I need a new external backup system for my Windows laptop. I'm thinking of something like an external terabyte drive connected to the laptop via USB2 (or possibly via the LAN?).
I use a generic USB/SATA dock from eBay and 500Gb disks I also get from eBay and then run tests on them for a few hours before putting them into service as backup disks.
Seems to work fine for my wife's Windows 7 box, and for my Linux machine. Can't recommend any software, since I use the built-in stuff for Windows (which sucks because it doesn't work well with multiple disks) and home brewed for my Linux machine.
WD MyCloud is quite nice - actually Debian based and you can enable root ssh via the web (no hacking).
WARNING though - do not get too clever with "apt-get install" - you may brick the box like me - got another under warranty.
Basically, if you just "apt-get install some-package", you'll be OK - I just needed rsnapshot for my backups.
If you diddle with the apt sources, even though they are technically correct for the arch, then do an apt-get upgrade, you may get boned.
The reason seems to be that WD do not really understand Debian and rather than building their parts as proper addons from another Deb style repo that WD maintain, layered on top of the standard Debian repos, they took standard Debian and hacked on their stuff crudely.
But all said, it's quite a lot of bang for the money and very flexible. Just shove it behind a firewall as updates are a PITA.
Dare say it will probably do what the OP wants with no diddling inside - just added that for completeness...
Does the mycloud have usb so you can backup the mycloud? The mybook live doesn't so you have to backup over the net to another nas. Its not too bad unless you try and use a win 8.1 box as the mybook fails to discover the other nas boxes while you are creating safepoints. It works fine from an android tablet.
+1 I have a few USB 2.5" hard disks that are slightly larger than the disk fitted to my laptop. Around once a month I do I clone of the laptop hard disk to the external disk using Acronis. Otherwise I only do a selective backup of a few files/directories that have important information that changes.
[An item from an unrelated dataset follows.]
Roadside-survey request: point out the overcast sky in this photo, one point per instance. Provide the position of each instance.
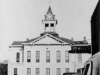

Why does anyone trust a web backup that is likely to be owned by a company that may be sold tomorrow and the backup service farmed out to the cheapest bidder in Nigeria? Surely these cloud backup services must be the prime target for every hacker in the world?
No need to - just boot your favourite flavour of linux from a USB stick or CD and image the disc with dd or even better gnu dd-rescue. The clone can e ither be saved as an image file (compressed if you want) or as a bootable c lone on a drive similar to the original. All this needs apart from the liv e linux distribution is a USB drive caddy and a drive to copy onto.
Is this external drive going to be kept somewhere out of sight (so not likely to be stolen with the laptop) and in a different building (so it won't get incinerated if your house burns down)?
Cloud storage isn't perfect, but there's some point in using its inherently offsite aspects as part of your overall backup strategy.
Not at all. Forget the cloud bollocks and deal with it as a very cheap bit of linux hardware with an HDD in.
I use none of the inbuilt stuff - the WebGUI was used once to enable ssh. Now it just sits there running rsnapshot and emailing me the results (directly I might add, perl wrapper I wrote talks to my smtp server).